Je rends hommage à la passion avec laquelle vous défendez la position du Gouvernement, mais il faut ramener les choses à leur juste proportion. L’article 13 bis vise seulement, dans l’intérêt d’une meilleure administration de la justice, à autoriser le président du tribunal de grande instance à affecter les fonctionnaires des greffes à une autre juridiction située dans la même ville. Voilà le contenu exact d’un article que la commission des lois a adopté sur la proposition de son rapporteur. Ce n’est tout de même pas une révolution !
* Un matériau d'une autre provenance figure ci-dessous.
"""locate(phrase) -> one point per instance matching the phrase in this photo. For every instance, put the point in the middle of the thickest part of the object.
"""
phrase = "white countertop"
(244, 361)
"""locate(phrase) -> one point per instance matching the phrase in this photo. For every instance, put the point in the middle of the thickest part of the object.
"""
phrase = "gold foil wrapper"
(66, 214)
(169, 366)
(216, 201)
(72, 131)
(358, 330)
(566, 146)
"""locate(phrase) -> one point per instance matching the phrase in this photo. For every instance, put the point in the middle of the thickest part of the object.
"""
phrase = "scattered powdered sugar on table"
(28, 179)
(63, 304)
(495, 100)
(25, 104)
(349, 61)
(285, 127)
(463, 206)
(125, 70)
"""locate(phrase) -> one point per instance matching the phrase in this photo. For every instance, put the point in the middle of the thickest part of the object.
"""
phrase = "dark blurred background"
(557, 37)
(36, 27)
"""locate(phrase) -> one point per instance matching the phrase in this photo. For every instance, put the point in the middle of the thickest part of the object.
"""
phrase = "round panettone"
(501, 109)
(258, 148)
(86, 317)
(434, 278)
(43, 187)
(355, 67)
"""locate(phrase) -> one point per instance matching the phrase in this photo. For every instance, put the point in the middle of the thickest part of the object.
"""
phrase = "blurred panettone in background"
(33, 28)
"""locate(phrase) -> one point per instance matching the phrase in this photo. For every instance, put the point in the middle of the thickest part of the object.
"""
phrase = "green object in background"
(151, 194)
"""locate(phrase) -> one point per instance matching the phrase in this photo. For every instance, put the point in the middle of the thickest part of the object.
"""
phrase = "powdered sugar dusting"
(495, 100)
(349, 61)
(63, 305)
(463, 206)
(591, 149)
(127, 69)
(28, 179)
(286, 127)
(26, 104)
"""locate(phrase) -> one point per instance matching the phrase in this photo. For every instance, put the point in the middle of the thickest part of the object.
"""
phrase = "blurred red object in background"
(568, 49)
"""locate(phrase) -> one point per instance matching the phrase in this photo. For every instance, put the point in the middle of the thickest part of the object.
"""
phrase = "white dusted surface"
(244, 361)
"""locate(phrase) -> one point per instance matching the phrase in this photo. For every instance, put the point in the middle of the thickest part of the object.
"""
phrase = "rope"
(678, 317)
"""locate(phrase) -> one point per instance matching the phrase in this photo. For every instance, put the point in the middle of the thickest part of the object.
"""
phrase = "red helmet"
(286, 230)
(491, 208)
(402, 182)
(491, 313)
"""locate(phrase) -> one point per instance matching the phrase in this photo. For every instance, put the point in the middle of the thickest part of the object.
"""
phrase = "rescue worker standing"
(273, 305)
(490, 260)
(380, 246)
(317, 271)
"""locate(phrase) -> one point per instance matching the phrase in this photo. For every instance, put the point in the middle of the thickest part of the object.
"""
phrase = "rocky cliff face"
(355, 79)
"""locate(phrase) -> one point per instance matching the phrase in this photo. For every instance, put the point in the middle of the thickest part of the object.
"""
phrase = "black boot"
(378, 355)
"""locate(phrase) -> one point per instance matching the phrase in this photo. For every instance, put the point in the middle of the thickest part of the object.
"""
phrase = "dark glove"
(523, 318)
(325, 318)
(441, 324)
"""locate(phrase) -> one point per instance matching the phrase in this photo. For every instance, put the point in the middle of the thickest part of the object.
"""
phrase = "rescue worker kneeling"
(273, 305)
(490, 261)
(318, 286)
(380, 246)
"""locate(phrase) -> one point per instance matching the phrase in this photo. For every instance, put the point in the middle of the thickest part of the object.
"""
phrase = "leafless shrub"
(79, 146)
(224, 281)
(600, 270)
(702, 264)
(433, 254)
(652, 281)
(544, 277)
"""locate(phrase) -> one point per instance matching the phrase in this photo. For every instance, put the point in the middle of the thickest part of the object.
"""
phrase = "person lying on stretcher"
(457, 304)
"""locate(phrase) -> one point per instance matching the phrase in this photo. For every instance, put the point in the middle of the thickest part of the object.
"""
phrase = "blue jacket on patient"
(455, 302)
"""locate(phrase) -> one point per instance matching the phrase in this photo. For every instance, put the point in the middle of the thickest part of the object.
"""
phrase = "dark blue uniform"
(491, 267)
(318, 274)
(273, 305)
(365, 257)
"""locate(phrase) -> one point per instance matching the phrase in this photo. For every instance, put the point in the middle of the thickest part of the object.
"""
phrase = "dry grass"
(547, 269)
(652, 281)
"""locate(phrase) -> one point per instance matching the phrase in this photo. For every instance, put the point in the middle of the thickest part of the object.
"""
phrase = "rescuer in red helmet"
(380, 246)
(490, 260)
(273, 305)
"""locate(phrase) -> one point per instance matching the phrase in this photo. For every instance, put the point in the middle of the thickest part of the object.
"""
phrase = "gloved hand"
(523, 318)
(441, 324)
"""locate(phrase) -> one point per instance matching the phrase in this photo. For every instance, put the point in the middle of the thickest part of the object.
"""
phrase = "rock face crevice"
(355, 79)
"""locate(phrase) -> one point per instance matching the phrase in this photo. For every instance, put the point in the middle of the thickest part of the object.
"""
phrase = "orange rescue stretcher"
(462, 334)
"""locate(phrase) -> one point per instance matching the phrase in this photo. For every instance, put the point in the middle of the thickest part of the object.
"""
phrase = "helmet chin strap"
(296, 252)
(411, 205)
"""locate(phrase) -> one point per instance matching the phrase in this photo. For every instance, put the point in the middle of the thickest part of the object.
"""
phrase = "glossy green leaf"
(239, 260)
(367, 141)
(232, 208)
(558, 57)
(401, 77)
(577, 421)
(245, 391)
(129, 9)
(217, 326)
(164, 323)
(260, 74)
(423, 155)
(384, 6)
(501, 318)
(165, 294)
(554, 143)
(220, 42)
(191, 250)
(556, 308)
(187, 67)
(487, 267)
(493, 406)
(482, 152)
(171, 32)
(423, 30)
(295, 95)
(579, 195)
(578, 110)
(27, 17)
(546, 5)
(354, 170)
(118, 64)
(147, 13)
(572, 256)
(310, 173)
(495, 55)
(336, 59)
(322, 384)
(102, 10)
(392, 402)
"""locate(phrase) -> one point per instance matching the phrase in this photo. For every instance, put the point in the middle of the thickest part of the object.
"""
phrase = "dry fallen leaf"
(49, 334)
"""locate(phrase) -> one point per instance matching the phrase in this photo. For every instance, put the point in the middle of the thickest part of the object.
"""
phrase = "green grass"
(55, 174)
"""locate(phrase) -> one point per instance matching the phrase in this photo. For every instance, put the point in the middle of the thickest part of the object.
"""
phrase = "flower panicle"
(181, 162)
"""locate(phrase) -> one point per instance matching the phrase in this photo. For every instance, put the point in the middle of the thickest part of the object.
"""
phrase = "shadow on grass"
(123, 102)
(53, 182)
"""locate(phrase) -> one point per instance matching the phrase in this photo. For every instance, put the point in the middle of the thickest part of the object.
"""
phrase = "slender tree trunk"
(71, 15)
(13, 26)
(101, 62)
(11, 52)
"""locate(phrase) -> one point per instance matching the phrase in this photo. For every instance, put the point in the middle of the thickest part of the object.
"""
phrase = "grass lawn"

Le Gouvernement se plaint de la lenteur du travail parlementaire. L’existence du Sénat vous gêne-t-elle ? Pourtant, vous avez pu constater avec la loi portant adaptation de la procédure pénale au droit de l'Union européenne, qui a été adoptée cet été, le risque que vous preniez à vouloir légiférer trop vite : la censure du Conseil constitutionnel a touché plus d’une dizaine d’articles, considérant qu’ils ne présentaient aucun lien avec l’objet du texte. C’est à juste titre que le Conseil constitutionnel ne l’a pas admis !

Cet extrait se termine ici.